Check out the clever square loop made from copper pipes by scrolling down this link page to the “Unfair Transmitter.”
Hello Good to be Home!
Check out the clever square loop made from copper pipes by scrolling down this link page to the “Unfair Transmitter.”
http://www.techlib.com/electronics/amxmit.htm
For that matter the whole page is interesting.
Glad everybody’s back!
scwis says
Wow! Major Techlib update!
Mr. Wenzel has been busy. Techlib.com has always been a favorite of mine but I obviously haven’t been by there in quite some time.
Awesome!
Ermi Roos says
Wenzel update
I also had not seen the new Wenzel loop antenna design. It’s interesting, but I wouldn’t build it myself, largely because Wenzel’s transmitter design philosophy does not include any interest in high efficiency. If there is ever a need for a high-efficiency transmitter design, it is in Part 15 AM.
I built Wenzel’s “improved circuit” a few years ago, but I used a higher Q core for the output transformer. The recommended potcore has very low Q, although Wenzel says that it is high Q. With my improved transformer core, I got only about 16% efficiency. Wenzel’s original circuit would have given significantly less than 10% efficiency. Wenzel’s circuit has a transconductance modulator, which is very similar to the SSTRAN circuit. Replacing the output transformer with a capacitor input “L” network, like in the SSTAN, brought the efficiency percentage up into the 20s, which is still not very good. I will say that the modulation linearity with the transconductance modulator is very good. This must be why the SSTRAN has a reputation for very low audio distortion.

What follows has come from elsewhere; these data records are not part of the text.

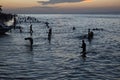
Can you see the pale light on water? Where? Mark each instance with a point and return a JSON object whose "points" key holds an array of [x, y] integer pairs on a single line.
{"points": [[61, 59], [10, 23]]}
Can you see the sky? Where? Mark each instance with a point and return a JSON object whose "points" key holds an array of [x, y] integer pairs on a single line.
{"points": [[60, 6]]}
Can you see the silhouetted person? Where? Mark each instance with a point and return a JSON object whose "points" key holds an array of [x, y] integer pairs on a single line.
{"points": [[47, 24], [74, 28], [90, 34], [20, 29], [84, 49], [0, 9], [49, 35], [31, 30], [31, 42], [83, 46]]}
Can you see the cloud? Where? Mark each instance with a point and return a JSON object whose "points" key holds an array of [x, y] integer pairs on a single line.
{"points": [[58, 1]]}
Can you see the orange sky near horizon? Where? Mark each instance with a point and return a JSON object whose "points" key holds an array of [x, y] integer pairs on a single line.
{"points": [[21, 4]]}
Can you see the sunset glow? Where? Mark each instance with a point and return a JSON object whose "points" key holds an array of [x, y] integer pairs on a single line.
{"points": [[71, 5]]}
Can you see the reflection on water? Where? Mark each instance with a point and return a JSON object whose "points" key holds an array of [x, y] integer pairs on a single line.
{"points": [[61, 60]]}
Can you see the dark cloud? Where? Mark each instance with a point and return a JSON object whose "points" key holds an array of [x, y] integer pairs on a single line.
{"points": [[58, 1]]}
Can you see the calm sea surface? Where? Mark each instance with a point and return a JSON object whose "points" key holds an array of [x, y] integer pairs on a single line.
{"points": [[61, 59]]}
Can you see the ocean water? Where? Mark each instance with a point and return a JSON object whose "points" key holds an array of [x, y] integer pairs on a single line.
{"points": [[61, 59]]}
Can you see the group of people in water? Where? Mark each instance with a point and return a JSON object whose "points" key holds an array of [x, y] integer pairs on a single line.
{"points": [[89, 36]]}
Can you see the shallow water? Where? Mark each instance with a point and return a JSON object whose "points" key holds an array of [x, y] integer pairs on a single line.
{"points": [[61, 60]]}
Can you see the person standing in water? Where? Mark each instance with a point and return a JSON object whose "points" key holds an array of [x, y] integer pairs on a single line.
{"points": [[47, 24], [31, 30], [49, 34], [84, 48]]}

Here is how I modified the circuit to get higher efficiency: I used the left-hand emitter follower transistor, and the transistor at its emitter, as a high-outout emitter follower that buffers the oscillator. I rewired the right-hand emitter follower transistor as a grounded-emitter class-C amplifier stage. I drove the class-C transistor stage with the buffered oscillator output. Operating the output stage in the class-C mode increased the efficiency to more than 50%. My modifications disabled the transconductance modulator, and I used a transformer-coupled collector modulator instead.

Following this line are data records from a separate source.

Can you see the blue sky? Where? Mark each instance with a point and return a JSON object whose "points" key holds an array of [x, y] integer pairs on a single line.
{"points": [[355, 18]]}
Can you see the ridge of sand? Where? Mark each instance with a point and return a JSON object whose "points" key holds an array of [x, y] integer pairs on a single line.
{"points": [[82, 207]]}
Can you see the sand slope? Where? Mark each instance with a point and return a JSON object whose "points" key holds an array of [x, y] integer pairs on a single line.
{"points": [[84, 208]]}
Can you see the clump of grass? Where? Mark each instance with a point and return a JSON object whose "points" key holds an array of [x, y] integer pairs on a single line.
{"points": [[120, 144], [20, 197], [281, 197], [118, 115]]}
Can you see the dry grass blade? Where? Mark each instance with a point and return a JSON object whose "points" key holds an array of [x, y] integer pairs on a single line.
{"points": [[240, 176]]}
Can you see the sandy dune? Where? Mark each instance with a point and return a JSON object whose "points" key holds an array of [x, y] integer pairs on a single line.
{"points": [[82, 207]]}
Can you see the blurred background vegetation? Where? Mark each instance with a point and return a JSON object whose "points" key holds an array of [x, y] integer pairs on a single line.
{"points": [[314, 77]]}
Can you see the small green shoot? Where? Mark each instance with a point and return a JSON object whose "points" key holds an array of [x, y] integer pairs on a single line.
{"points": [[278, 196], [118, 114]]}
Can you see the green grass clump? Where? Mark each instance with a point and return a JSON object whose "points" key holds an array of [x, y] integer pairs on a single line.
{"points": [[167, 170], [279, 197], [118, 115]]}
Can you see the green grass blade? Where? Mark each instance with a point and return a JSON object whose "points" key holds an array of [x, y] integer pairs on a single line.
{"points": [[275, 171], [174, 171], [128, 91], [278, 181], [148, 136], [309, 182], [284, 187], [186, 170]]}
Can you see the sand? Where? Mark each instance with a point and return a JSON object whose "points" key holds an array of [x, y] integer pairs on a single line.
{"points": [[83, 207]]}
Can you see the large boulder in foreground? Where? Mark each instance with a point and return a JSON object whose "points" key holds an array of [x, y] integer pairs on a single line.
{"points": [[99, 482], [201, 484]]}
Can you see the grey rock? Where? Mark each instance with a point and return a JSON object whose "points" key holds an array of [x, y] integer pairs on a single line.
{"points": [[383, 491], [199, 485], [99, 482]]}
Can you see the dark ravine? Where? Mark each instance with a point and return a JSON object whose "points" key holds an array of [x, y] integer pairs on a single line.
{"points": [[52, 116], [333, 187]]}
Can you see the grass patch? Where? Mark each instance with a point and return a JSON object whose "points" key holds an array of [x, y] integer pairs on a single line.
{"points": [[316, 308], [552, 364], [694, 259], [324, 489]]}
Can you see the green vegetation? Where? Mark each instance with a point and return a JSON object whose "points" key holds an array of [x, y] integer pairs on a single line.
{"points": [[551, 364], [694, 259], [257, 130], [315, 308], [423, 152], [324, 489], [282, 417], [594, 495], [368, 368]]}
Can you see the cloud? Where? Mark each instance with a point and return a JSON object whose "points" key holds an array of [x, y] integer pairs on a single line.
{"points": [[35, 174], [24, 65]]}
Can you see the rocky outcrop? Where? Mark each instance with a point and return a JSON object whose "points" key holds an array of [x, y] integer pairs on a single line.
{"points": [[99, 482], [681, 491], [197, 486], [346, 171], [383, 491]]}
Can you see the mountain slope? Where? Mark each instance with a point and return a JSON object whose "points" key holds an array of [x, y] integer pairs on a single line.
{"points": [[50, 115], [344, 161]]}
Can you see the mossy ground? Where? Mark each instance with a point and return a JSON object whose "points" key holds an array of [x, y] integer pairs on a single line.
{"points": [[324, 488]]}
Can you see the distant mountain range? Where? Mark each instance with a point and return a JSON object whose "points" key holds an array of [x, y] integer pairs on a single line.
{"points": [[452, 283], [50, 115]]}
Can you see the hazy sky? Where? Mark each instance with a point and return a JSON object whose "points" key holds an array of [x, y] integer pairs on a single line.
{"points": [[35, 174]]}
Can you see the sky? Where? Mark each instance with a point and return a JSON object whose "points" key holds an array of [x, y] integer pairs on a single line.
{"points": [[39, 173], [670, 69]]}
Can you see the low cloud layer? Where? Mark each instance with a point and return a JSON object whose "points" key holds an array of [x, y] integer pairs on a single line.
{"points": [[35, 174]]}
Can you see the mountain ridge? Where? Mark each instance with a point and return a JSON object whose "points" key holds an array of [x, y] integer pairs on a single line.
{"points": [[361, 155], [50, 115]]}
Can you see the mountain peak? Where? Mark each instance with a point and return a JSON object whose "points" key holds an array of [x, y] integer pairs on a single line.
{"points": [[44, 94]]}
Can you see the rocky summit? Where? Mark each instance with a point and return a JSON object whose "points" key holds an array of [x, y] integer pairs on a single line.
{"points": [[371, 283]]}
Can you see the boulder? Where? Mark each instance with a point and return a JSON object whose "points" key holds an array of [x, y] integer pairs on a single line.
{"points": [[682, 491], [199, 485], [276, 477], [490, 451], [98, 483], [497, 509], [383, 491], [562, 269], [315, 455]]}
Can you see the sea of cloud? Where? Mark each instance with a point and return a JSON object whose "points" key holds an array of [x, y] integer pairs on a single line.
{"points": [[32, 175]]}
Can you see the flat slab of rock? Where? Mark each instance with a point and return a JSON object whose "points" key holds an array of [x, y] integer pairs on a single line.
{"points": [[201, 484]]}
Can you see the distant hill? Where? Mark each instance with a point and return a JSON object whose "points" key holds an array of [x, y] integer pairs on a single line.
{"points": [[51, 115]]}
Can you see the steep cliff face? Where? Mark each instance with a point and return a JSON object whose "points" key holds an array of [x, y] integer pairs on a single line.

I gave only an outline of my modifications, and not the details. Please don’t attempt the modifications unless you understand electronic circuits.
Ermi Roos says
Antenna performance
I should point out that in my previous post, I was comparing the transmitter output with a high-Q output transformer with the transmitter output with an impedance matching network, but no loading coil. The secondary winding of the output transformer acts like a loading coil. The true comparison with an antenna connected to the transmiter output depend upon how the Q of the loading coil compares to the Q of the output transformer.
kk7cw says
Square Loop…Directional?
Just a note about the very interesting Loop Antenna design in the article. The major advantage I can see to this design is that it is slightly directional off of either face of the loop. Because the loop is very small in relationship to a full wave length at operational frequency, the signal would be very nearly omni-directional. The signal off the ends of the loop would “squashed in” very slightly. Adding “passive” loops at some distance from the radiating loop has the potential to add directionality to the array. the size and spacing of the passive loop would act very similar to the Yagi-Uda design used in amateur radio. Just some stuff to roll around in the brain cavity.